The GPS guided us over a bridge, to the north side of the river, to what felt like an industrial part of town—into a neighborhood with long blocks of pharmacies and gas stations and Auto Zones. We passed a Mexican restaurant and a T-Mobile store and then our destination appeared ahead of us on the left, a squat brick building painted white with faded letters across the side that said The Hobby Shoppe.
Shoppe—an Old English spelling? A letter variant for the purposes of trademark?
The building appeared to have very little history whatsoever. The front windows were covered with tar paper, and weeds had sprouted up through the cracks in the asphalt. Walking around to the far side, we discovered a green Nissan Xterra, its windows rolled down, a newspaper in the passenger seat, a pair of reading glasses on the dash.
“It’s hers,” Annie said excitedly. “She’s here.”
She knocked on the back door, which was heavy and wide. Her knuckles barely made any noise at all against it. A few inches above our heads was a small square window with gridded glass. I reached up and knocked there instead.
About thirty seconds passed—I was on the verge of suggesting we turn away—before we heard a series of dead bolts clicking and turning. Annie looked at me and tried to reassure me with a smile. I stepped back and slipped my hands into my pockets, not wanting to seem too eager. When the door dragged open, there stood the elusive Sally Zinker. She looked very much like her hologram, though her hair was longer and much grayer now. She was wearing khakis and a black fleece. She coughed once, and then again, her face turning red, a balled-up fist like a stone rolled across the open tomb of her mouth.
“Names?” she managed to ask.
“Jim and Annie Byrd,” Annie said.
“Very good, you’ve made it. Please come in. Let’s chat.”
She stepped aside without a word, creating just enough space for us to enter the building. The door banged shut behind us, and she turned all the dead bolts. We followed her down a short, dark hallway, breathing in a faint mildew smell not quite masked by cleaning chemicals. She directed us into a dingy kitchenette, its Formica counters bubbling, the plastic coating peeling off the cabinets, a set of mustard-yellow chairs that wouldn’t have been out of place in a 1970s fast-food chain.

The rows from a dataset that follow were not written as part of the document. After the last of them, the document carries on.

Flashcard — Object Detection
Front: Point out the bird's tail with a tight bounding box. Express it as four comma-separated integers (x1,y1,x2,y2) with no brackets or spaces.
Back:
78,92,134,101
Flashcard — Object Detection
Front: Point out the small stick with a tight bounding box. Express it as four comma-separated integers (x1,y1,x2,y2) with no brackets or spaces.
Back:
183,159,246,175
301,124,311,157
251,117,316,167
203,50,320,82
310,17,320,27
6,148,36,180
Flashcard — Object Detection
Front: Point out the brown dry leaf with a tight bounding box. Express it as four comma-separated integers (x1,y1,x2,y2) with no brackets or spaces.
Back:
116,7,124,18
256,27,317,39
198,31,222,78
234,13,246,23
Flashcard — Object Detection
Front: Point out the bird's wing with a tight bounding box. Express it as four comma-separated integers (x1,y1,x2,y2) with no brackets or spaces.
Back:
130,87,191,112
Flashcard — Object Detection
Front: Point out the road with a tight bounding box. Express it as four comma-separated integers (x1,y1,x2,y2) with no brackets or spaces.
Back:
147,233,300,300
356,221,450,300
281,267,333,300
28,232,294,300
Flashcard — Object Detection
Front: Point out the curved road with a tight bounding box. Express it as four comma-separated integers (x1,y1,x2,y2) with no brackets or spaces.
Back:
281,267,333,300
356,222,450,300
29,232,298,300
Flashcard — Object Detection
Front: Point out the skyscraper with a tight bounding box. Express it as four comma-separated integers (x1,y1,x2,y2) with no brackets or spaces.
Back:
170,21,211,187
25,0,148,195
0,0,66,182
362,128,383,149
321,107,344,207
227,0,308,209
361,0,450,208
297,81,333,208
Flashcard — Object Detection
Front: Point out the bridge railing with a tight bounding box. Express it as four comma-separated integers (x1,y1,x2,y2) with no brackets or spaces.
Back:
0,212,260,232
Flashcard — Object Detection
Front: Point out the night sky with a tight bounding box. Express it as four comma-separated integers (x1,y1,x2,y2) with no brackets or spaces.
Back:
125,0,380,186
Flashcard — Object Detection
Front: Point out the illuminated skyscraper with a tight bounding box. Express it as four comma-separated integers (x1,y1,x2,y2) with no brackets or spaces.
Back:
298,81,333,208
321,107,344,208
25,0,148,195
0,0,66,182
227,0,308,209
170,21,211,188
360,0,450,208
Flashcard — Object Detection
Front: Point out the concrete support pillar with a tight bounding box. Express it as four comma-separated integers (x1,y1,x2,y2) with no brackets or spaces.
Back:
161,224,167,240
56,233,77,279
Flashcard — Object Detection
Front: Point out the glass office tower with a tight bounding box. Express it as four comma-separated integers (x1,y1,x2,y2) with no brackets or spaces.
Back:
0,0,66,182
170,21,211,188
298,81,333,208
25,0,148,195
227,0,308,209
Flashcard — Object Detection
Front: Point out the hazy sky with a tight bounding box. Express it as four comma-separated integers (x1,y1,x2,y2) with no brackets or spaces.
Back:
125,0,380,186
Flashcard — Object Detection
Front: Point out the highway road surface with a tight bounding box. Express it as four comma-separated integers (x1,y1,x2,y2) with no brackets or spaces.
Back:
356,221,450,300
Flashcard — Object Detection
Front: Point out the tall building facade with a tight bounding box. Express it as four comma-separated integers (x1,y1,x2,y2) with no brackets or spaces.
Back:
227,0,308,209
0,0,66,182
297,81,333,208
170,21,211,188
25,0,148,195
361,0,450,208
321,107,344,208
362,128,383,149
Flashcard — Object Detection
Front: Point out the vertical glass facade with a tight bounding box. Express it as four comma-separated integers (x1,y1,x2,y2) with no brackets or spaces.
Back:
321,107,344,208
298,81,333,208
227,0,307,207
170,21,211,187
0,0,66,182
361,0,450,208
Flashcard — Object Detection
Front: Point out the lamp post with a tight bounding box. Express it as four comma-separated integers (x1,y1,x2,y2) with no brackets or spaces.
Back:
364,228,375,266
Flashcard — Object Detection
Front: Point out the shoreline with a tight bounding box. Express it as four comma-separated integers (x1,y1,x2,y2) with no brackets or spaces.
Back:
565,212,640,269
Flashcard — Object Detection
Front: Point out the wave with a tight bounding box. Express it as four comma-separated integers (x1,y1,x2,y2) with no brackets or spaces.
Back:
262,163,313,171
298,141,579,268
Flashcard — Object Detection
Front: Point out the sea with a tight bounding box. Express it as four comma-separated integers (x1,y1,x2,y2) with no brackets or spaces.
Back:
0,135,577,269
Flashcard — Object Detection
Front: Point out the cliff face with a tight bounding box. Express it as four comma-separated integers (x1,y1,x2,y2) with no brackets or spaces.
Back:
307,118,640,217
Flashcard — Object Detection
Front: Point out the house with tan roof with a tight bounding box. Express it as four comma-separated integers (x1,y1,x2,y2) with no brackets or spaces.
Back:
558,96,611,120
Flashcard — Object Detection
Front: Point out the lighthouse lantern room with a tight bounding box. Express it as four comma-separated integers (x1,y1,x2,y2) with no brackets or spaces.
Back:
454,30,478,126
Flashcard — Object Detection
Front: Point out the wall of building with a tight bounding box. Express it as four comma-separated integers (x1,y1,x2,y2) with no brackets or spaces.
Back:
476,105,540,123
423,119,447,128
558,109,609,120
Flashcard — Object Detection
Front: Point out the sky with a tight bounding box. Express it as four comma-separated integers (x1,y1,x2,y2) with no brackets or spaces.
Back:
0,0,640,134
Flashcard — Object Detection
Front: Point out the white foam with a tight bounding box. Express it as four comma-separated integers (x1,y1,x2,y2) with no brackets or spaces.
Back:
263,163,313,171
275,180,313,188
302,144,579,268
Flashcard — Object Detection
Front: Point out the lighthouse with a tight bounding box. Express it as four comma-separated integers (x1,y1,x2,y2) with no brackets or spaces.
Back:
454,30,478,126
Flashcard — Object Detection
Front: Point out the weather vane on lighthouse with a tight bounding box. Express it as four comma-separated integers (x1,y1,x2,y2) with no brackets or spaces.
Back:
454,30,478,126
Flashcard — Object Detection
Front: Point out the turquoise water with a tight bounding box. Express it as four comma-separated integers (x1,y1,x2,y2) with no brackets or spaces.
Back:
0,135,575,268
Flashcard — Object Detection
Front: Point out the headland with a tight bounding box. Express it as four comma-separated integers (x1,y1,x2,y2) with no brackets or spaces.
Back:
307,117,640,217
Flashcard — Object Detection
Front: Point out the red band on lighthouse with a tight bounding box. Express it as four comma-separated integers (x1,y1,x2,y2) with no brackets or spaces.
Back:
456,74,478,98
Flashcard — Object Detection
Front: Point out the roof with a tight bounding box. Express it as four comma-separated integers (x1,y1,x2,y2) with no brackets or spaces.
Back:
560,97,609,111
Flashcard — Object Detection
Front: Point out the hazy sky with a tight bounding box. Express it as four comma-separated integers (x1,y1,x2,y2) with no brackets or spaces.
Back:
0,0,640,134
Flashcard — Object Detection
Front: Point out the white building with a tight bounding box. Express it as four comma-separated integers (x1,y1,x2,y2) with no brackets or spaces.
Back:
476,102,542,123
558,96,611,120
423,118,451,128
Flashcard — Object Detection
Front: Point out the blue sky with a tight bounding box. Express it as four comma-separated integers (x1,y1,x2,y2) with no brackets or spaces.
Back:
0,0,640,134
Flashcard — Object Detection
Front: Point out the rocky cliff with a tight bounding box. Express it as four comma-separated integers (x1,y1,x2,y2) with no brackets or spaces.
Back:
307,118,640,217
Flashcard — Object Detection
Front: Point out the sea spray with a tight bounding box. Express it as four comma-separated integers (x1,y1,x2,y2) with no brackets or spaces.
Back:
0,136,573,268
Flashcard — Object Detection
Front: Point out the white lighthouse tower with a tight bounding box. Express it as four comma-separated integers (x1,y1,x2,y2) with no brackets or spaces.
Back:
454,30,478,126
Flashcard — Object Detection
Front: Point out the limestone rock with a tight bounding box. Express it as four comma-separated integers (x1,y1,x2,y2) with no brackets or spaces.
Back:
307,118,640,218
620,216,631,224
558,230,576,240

“Coffee’s there if you’d like some,” she said, disappearing down the hall.
Coffee crystals were scattered across the countertop, which was splotched with dried half-moon coffee stains. In the trash can by the empty watercooler were a dozen food wrappers, a crunched-up white paper bag, plus empty creamer and sugar packets. Once upon a time this kitchen had clearly served as a break room for the Hobby Shoppe’s employees. I wondered how many of her meals Sally ate each day in this miserable, overly lit windowless hovel.
I poured us cups of coffee, not because I needed one but because it was a way of distracting myself from what came next, and then sat down in one of the mustard chairs. Annie leaned up against the wall with her arms crossed. When I checked my phone, I realized that the bars were blinking rapidly, and I no longer had service.